Schizoid personality disorder (, often abbreviated as SPD or SzPD) is a personality disorder characterized by a lack of interest in social relationships, a tendency toward a solitary or sheltered lifestyle, secretiveness, emotional coldness, detachment and apathy. Affected individuals may be unable to form intimate attachments to others and simultaneously possess a rich and elaborate but exclusively internal fantasy world. Other associated features include stilted speech, a lack of deriving enjoyment from most activities, feeling as though one is an "observer" rather than a participant in life, an inability to tolerate emotional expectations of others, apparent indifference when praised or criticized, a degree of asexuality and idiosyncratic moral or political beliefs. Symptoms typically start in late childhood or adolescence.
The cause of SPD is uncertain, but there is some evidence of links and shared genetic risk between SPD, other cluster A personality disorders (such as schizotypal personality disorder) and schizophrenia. Thus, SPD is considered to be a "schizophrenia-like personality disorder". It is diagnosed by clinical observation, and it can be very difficult to distinguish SPD from other disorders such as Asperger syndrome, with which it is sometimes comorbid.
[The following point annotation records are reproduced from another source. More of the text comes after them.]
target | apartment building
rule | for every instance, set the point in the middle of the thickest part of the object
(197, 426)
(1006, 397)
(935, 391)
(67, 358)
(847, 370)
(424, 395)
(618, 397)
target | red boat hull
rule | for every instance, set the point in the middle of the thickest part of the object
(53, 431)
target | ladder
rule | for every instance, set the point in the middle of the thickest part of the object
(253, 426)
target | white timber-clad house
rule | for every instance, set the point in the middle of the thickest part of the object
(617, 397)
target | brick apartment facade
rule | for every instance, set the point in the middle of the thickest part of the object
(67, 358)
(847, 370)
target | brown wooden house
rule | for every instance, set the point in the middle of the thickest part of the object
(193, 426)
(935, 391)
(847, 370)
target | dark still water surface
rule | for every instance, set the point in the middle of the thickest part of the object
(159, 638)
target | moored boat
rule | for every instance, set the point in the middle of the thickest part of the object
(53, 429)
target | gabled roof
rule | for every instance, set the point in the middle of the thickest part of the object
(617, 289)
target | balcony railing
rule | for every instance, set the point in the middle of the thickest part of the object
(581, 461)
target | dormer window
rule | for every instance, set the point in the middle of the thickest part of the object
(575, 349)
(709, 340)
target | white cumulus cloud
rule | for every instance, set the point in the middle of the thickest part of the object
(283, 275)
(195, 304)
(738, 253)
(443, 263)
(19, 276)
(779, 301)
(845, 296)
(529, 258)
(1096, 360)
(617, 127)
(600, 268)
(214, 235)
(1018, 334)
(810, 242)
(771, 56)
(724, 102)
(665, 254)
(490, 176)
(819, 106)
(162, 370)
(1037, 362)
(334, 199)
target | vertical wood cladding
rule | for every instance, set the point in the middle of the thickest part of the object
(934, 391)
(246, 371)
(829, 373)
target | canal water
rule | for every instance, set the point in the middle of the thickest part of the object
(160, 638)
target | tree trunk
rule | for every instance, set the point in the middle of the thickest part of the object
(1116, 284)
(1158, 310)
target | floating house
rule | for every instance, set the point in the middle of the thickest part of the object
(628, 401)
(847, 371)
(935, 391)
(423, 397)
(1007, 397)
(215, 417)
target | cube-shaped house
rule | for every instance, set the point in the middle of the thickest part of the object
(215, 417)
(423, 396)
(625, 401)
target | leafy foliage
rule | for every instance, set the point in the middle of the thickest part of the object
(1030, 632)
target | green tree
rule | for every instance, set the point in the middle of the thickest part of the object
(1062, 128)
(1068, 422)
The effectiveness of psychotherapeutic and pharmacological treatments for the disorder have yet to be empirically and systematically investigated. While low doses of atypical antipsychotics were originally also used to treat some symptoms of SPD, their use is no longer recommended. The substituted amphetamine bupropion may be used to treat associated anhedonia. However, it is not general practice to treat SPD with medications, other than for the short-term treatment of acute co-occurring disorders (e.g. depression). Talk therapies such as cognitive behavioral therapy (CBT) may not be effective, because people with SPD may have a hard time forming a good working relationship with a therapist; they may deem their knowledge to be greater than that of the therapist and that their views have a logical and empirical, as opposed to psychotic, basis that does not respond to advice or human, emotional support. People with SPD rarely seek treatment for their condition.
SPD is a poorly studied disorder, and there is little clinical data on SPD because it is rarely encountered in clinical settings. Studies have generally reported a prevalence of less than 1% (a few estimates, however, have been as high as 4%). It is more common in males than in females. SPD is linked to negative outcomes, including a significantly compromised quality of life, reduced overall functioning even after 15 years and one of the lowest levels of "life success" of all personality disorders (measured as "status, wealth and successful relationships"). Bullying is particularly common towards schizoid individuals. Suicide may be a running mental theme for schizoid individuals, though they are not likely to actually attempt one. Some symptoms of SPD (e.g. solitary lifestyle and emotional detachment), however, have been stated as general risk factors for serious suicidal behaviour.